The balanced-budget plan struck last week by President Clinton and Republican congressional leaders may solve the nation's short-term deficit problem. But it does little to address long-term fiscal crises that are already gathering on Washington's horizon like the promise of thunderstorms to come.
It's the huge generation of the baby boom that's behind predictions of future deficit pressure. When boomers begin retiring in large numbers early in the next century, first Medicare, and then Social Security, may face an enormous cash drain. The deficit could explode after 2002 as US social entitlements gobble an increasing share of the federal budget, leaving little left over for education, transportation, or national parks.
In fact, an increasing number of critics believe lawmakers have passed up a unique opportunity to lay the foundation for solving some of the nation's fundamental fiscal problems.
They say the new balanced plan may make the long-term problem worse: Two proposed structural solutions - a change in cost-of-living adjustments and a cap on the Medicaid program for the poor - were dropped at the last minute.
"If the budgetary pressure from both demography and health-care spending is not relieved by reducing the growth of expenditures or increasing taxes, deficits will mount and seriously erode future economic growth," said the Congressional Budget Office this spring in a report on the budget outlook.
The problem is relatively simple: In the next 35 years, as people born between 1946 and 1964 retire, the number of Americans age 65 and up will double. The number of people age 20 to 64 will grow by only 20 percent. And retirees are expected to live longer than ever before.
By 2008, when the oldest baby boomers become eligible to take early retirement under Social Security, the favorable demographics that Social Security has enjoyed in recent years will reverse, and the program will begin paying out more than it takes in. The labor force will grow very slowly between 2010 and 2020 and then almost stop growing between 2020 and 2030. By that year, there will be one Social Security beneficiary for every two workers, compared with five workers for every recipient in 1960 and 3-1/3 workers for every retiree today.
Federal spending on Medicare, Medicaid, and Social Security in 1996 represented 8.4 percent of the country's economy. By 2030, when most baby boomers will have retired, such spending will represent 16 percent. Without a change in policy, CBO predicts, federal debt will hit 160 percent of the economy by 2035 and 200 percent by 2050.
The Medicare problem is immediate. The program's trustees estimate that with no change, the Medicare trust fund will go bankrupt in 2001.
The new budget deal tries to delay that date by, among other things, increasing slightly recipients' monthly premiums and funding the home-health-care portion of the program from the government's general fund.
Sen. Phil Gramm (R) of Texas, who opposes the deal, says transferring home health care to general government revenues is "outrageous." He points out that payments to providers have been reduced "12 times before and it hasn't worked.

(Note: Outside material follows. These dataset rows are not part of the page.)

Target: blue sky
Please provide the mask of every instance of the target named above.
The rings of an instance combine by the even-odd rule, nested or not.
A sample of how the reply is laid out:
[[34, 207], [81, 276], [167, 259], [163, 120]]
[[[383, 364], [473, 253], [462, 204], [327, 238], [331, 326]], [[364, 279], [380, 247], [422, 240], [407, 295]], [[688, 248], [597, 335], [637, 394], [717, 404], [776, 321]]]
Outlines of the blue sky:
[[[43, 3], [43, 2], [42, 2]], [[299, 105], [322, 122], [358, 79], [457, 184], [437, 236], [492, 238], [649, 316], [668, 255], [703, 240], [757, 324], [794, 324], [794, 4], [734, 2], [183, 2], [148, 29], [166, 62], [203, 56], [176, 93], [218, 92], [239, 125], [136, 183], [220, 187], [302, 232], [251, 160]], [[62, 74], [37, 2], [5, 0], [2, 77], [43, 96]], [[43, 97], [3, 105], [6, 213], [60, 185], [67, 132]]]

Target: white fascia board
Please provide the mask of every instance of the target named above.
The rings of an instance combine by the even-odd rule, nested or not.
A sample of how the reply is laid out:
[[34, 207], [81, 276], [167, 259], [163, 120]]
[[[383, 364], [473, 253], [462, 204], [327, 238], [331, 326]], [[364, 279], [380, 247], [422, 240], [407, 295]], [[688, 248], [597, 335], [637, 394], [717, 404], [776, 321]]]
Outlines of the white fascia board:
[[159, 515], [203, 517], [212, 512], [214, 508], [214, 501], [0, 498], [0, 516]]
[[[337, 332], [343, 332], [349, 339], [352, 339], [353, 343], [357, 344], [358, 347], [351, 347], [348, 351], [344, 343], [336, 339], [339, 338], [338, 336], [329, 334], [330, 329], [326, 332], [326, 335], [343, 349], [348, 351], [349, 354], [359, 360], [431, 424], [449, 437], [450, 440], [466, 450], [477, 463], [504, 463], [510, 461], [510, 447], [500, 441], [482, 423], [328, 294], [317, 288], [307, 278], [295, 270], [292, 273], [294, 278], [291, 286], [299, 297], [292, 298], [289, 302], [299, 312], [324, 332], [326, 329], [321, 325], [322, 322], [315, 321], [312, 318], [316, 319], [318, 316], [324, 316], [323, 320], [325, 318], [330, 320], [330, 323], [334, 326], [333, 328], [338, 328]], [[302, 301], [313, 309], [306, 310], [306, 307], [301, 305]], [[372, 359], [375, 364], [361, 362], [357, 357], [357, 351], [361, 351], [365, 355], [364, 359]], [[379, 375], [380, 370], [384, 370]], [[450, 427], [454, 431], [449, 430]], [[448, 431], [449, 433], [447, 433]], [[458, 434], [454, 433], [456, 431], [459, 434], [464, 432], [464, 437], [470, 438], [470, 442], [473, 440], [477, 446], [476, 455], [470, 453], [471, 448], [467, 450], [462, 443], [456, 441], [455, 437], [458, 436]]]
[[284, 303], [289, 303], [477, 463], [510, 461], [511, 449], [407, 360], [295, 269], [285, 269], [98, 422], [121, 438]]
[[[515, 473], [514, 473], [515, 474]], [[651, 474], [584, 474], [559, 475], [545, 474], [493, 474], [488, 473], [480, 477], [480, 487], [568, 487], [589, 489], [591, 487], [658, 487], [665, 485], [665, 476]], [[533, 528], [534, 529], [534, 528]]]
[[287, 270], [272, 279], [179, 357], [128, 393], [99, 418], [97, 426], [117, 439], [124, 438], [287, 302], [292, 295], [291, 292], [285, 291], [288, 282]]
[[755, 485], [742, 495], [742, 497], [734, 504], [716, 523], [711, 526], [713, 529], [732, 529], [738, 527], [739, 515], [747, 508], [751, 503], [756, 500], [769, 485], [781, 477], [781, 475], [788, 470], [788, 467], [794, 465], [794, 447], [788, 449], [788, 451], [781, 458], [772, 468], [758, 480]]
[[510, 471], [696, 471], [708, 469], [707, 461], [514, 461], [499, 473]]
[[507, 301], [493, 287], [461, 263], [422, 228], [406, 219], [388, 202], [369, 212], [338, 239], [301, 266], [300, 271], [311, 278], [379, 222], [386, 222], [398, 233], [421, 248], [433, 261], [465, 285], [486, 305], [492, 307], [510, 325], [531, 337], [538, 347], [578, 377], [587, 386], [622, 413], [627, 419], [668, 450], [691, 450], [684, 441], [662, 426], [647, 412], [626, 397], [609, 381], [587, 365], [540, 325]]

Nobody believes this is reform."
But real Medicare reform won't come easy. In the past, labor unions and senior citizens' groups such as the American Association of Retired Persons have fought reform tooth and nail.
The Republican leadership and the White House have so far been unable to settle on a process for reform. While many on Capitol Hill believe Congress should bite the bullet and pass a program, Republicans are still shell-shocked over the beating they took during the last election campaign on the issue. They aren't about to move forward without the White House and many Democrats on board.
Suggestions for a bipartisan commission such as that which reformed Social Security in 1986 have gone nowhere so far. But Sen. Larry Craig of Idaho, chairman of the Senate Republican Policy Committee, says discussion of such a commission has recently revived in Congress and at the White House.
"All of us are very aware of that very loud ticking clock out there," Senator Craig says. He says Senate Republicans would support such a commission.
Rob Shapiro of the Public Policy Institute, a New Democrat think tank closely aligned to Mr. Clinton's ideology, says "the president has really done what needs to be done at this point."
"Before you could put together a structural consensus for reforms you had to balance the budget," Mr. Shapiro says. "I don't think the country was willing to accept structural reforms ... so long as there was a suspicion that those cuts were being made to bail out other areas of the budget." Shapiro says that now Clinton and congressional leaders must work to educate the public about the problem and build a broad consensus for reform.
Meanwhile, Senator Gramm vows to work toward a bipartisan agreement on reform in the Health Care Subcommittee, which he chairs. "It's time for us to do what we were elected to do. It's time for us to legislate," he says.